After reading the article how close, or far, do you think we are from software development jobs getting automated?

4 comments

> OpenAI estimates that Codex (what powers Github’s Copilot) can already complete 37% of coding tasks.

This makes me a bit suspicious of the article.

Obviously this is just one developers experience now. I've been using Copilot for the last month, and it's an awesome bit of tech. But generally speaking, when I let it write a blob of code:

* There's a 50/50 chance it'll even compile * It's always, _always_ wrong in some way, usually in ways tricky to spot * And the tests it wrote _for it's own code_ are generally wrong too

As always, I think the bottleneck is in describing exactly what you want in a way an AI can successfully interpret it.

It’s not expensive to check for syntax correctness, so it’s matter of time till they introduce it.
My experience with DALLE-2 and Copilot makes me think we are quite far off from AI being able to perform software dev on it's own.

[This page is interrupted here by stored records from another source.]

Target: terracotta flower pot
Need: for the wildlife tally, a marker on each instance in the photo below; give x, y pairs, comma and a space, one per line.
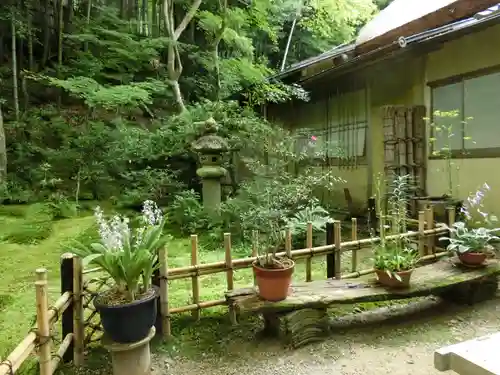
392, 282
273, 283
472, 259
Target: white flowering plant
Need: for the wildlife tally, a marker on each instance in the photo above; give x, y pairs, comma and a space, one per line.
129, 255
468, 239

Both tools need a lot of oversight to pick out usable pieces from the gibberish that gets spit out most of the time.

That said, copilot is a great tool for generating boilerplate code, like writing a model class for a parsed JWT token or adding tedious annotations somewhere. I've used GPT-3 to generate javadoc headers for a codebase before with decent success. It gets way more fragile when there's an actual problem to be solved though, and is basically unusable about 100% of the time on complex areas of code.

From my experience, the real result will be that AI might replace interns and some people who are only doing the tedious data modeling parts of coding, but there's a very, very long way to go before it will be able to be more than just a tool for developers to code slightly faster.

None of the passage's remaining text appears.